When talking about weight loss, many people think about exercise. Exercise is important for strength, endurance, flexibility, balance, and overall physical and mental wellbeing. However, when it comes to losing weight diet can be even more important factor to address.
You may have heard that 3,500 calories = 1 pound. To lose one pound of weight, one needs to consume 500 fewer calories or burn 500 more calories a day than the body needs.
In real-world terms, to lose 500 calories, one can either forgo 1 cup of ice cream (which is roughly a serving the size of a fist) or walk approximately 5 miles a day. As much as I love ice cream, it’s more realistic for me to skip my nightly dessert (which, by the way, is usually more than 1 cup) than to find the 65-85 minutes (depending on speed) to walk 5 miles every day.
Another problem with focusing on exercise is that exerting more energy can make one hungrier. Many people think that they can (or should) eat more if they workout.

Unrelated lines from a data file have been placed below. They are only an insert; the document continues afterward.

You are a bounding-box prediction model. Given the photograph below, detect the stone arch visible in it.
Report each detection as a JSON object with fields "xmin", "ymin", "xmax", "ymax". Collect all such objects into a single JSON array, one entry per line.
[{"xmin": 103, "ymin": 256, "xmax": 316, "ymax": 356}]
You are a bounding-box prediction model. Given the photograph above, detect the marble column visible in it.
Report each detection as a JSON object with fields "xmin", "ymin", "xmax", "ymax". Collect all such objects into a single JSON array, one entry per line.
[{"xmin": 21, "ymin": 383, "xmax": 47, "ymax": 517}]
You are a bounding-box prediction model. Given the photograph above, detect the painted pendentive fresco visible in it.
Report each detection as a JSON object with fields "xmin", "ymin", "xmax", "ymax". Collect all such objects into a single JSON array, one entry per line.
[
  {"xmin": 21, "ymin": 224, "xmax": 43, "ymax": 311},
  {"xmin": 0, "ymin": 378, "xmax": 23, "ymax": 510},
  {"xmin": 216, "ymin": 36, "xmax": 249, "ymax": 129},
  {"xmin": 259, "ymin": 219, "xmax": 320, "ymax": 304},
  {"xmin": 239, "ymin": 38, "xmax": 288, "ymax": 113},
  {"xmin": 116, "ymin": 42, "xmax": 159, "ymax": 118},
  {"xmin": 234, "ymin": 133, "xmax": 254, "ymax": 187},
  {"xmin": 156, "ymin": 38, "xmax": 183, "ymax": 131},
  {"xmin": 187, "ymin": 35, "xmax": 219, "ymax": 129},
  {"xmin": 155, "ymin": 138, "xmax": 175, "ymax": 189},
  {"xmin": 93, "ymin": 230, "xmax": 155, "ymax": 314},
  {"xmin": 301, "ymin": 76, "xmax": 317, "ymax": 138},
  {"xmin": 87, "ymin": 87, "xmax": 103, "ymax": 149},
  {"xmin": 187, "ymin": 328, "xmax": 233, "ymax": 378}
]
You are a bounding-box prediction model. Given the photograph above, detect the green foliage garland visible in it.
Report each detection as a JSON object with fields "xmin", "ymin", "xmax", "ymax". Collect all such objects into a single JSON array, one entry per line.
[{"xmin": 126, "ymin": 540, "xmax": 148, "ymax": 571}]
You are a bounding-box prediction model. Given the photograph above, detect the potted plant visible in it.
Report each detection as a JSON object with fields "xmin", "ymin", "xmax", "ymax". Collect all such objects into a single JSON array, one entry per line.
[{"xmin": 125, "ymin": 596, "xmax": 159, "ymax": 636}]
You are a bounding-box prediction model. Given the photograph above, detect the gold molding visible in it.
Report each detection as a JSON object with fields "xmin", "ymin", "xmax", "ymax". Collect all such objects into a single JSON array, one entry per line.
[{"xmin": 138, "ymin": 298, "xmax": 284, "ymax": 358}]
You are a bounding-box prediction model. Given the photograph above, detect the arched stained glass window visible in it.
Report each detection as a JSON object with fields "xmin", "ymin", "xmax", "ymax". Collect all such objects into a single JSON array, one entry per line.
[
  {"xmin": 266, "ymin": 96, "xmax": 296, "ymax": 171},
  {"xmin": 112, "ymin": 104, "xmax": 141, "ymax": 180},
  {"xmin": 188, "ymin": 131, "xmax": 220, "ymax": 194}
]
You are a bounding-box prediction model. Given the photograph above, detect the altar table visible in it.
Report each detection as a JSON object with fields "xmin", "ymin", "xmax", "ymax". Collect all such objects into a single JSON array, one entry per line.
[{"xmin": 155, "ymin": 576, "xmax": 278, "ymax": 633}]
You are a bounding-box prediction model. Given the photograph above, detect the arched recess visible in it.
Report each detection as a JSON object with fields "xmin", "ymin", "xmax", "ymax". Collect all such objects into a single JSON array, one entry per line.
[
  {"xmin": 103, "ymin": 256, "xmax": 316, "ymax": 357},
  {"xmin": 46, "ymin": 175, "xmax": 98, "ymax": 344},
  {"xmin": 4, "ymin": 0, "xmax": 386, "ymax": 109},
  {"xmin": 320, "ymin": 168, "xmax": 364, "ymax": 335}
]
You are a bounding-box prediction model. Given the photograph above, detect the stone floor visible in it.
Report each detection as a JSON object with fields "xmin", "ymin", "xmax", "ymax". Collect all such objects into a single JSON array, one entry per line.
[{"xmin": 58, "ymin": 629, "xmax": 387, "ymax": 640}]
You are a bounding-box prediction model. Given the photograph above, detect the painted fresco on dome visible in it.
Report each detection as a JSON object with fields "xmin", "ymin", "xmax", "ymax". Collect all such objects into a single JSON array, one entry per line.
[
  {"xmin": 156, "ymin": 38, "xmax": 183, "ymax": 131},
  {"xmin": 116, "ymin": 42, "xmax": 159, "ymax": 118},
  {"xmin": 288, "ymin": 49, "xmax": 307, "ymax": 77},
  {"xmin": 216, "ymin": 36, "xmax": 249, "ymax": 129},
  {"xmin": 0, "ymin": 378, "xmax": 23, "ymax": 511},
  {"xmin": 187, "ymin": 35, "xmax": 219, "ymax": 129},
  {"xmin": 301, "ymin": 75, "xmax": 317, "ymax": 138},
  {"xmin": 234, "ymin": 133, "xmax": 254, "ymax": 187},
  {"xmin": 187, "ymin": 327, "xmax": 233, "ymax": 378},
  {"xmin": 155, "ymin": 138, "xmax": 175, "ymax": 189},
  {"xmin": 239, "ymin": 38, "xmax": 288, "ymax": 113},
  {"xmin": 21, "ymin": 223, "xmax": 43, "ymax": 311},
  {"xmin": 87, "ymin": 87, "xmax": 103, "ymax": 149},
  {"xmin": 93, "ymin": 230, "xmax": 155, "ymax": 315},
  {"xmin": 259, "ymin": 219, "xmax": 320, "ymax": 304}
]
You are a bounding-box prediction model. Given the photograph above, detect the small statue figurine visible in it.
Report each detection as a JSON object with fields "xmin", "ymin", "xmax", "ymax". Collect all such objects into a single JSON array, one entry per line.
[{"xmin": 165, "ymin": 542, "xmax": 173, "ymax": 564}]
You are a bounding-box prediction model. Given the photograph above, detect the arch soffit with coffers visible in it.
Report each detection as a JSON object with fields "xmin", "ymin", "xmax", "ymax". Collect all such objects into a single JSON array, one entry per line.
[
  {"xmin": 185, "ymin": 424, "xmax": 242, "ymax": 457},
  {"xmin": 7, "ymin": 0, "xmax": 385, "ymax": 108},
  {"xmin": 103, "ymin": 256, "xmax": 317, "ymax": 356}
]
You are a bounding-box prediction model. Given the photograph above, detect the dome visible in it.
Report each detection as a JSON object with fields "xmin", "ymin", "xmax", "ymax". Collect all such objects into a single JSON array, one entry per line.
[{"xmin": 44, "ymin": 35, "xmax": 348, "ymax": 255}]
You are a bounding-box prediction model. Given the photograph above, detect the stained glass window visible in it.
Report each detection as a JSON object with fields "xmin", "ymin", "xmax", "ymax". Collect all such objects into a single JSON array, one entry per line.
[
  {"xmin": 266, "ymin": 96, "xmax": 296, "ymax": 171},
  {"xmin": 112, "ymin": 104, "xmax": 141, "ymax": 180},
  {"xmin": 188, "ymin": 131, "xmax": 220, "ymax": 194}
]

But keep in mind that briskly walking 1 mile only burns 100 calories for someone who weighs 180 pounds. Those who weigh less will burn even fewer calories (e.g., walking 1 miles only burns 65 calories for someone weighing 120 pounds).
My Week 1 Progress
For the first week, my assignment was to keep a food log and be mindful of what I was consuming.
- Coffee with milk and sugar (1 cup a day on weekdays, 0 on weekends)
- Wine (1 glass on 3 nights, part of my pantry declutter)
- Water (1.5 liters of water a day)
- Toast with butter and cinnamon sugar
- Carrots and ranch dip (made with light sour cream)
- Homemade popcorn (made with kernels popped in peanut oil)
(I did not eat any chocolate or ice cream this week!)
- Chicken enchilada soup (made with homemade broth)
- Portabella mushroom sandwiches
- Quesadilla with homemade pico de gallo
- Margherita pizza*
- Chicken nuggets*
*I did go out to eat twice this week. Although I had pizza while at lunch with a friend, the fresh mozzarella on the Margherita pizza was much less cheese than the greasy take-out pizza I typically order. And when I went out for lunch with my family, I did not order my usual sandwich and fries. Instead, the 5 of us split 30 chicken nuggets. (This not only was fewer calories, but also saved me money!)
Week 1 Results
The only changes I made in week 1 were becoming more mindful of my eating and being accountable to myself (by recording what I ate) and my instructor (to whom I report my weight each week).
In the 1st week I lost 4 pounds. More importantly, I am back within normal BMI and feeling better about myself! As an added bonus, I am back on track with my food budget.